State-run public sector units (PSUs) are ahead of private firms in corporate accountability and business responsibility, reveals the India Responsible Business Index (IRBF) 2015, to be released on Tuesday.
An initiative of not-for-profit organisations such as Oxfam India, Corporate Responsibility Watch and Partners in Change, along with research organisation Praxis, the IRBF Index looks at the 100 largest BSE-listed companies by market capitalisation as on April 1, 2012, and examines corporate inclusiveness and sustainable growth.
The ministry of corporate affairs had drafted in 2011 the National Voluntary Guidelines for Social, Environmental and Economic Responsibilities of Businesses (NVGs) to safeguard sustainable and inclusive business growth.
The index, which was reviewed by Business Standard, measures companies’ policy commitments against principles put forth in the NVGs.
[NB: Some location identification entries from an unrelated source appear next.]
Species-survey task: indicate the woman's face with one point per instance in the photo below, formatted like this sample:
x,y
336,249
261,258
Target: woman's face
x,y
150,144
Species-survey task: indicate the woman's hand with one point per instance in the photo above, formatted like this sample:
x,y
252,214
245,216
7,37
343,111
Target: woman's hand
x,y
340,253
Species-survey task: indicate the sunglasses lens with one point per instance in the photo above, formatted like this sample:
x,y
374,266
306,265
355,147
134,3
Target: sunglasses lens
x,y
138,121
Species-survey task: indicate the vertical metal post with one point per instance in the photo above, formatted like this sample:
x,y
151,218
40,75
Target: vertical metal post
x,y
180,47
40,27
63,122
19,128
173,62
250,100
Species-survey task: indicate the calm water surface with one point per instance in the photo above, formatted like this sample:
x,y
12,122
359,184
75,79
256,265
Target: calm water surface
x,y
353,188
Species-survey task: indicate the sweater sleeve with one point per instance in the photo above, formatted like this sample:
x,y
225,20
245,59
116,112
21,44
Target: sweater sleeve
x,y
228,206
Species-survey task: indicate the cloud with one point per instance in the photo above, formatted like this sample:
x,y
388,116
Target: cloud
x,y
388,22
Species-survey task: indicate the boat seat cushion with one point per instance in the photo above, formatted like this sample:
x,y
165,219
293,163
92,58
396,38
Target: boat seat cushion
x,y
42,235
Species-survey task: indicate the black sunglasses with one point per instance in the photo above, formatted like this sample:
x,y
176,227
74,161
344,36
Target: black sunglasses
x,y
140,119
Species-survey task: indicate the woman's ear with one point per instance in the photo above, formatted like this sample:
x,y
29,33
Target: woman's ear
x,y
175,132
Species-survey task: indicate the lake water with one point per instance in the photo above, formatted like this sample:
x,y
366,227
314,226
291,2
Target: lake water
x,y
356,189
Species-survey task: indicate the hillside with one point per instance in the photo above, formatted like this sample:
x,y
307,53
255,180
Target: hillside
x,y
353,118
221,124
Keeping disclosure as its basic premise, the index takes into account information on said principles which are disclosed by the companies on the public domain. It, however, does not independently verify actual compliance or performance of the companies vis-à-vis NVGs.
PSUs have scored more than private counterparts in parameters such as non-discrimination at the workplace, community development; respecting employee dignity and human rights and involving the community as stakeholders in the business.
However, in instituting sustainable company policies in their supply chain, private players have a clear edge over PSUs. No PSUs figure in the list of companies which were awarded highest scores in this regard. Capital goods maker Siemens was adjudged the best in this category.
On the issue of non-discrimination in the workplace, three out of the five top scoring companies were PSUs, with heavy machinery manufacturer Bharat Electronics on the top slot. Oil India Limited bagged the highest score in respecting employee dignity and human rights in the workplace.
PSUs also scored high in helping local communities develop, as well as involving them in the business process. Oil and Natural Gas Corporation and Coal India were awarded the highest scores.
Overall, companies that have mid-level market capitalisation fared much better than those which feature among the top 20 in BSE, in that regard. While it is 14 times that a mid-level company came among the top 25 companies across five parameters, companies in the top 20 could manage to do so only eight times.
The Securities and Exchange Board of India had also issued a directive in 2012 requiring the top 100 companies to publish a business responsibility report based on the principles listed in the NVGs.
The index report stated: “The Corporate Social Responsibility (CSR) clause, added to the companies Bill had taken the focus away from the NVGs, which acknowledge the rights of diverse stakeholders connected with and impacted by business activities.”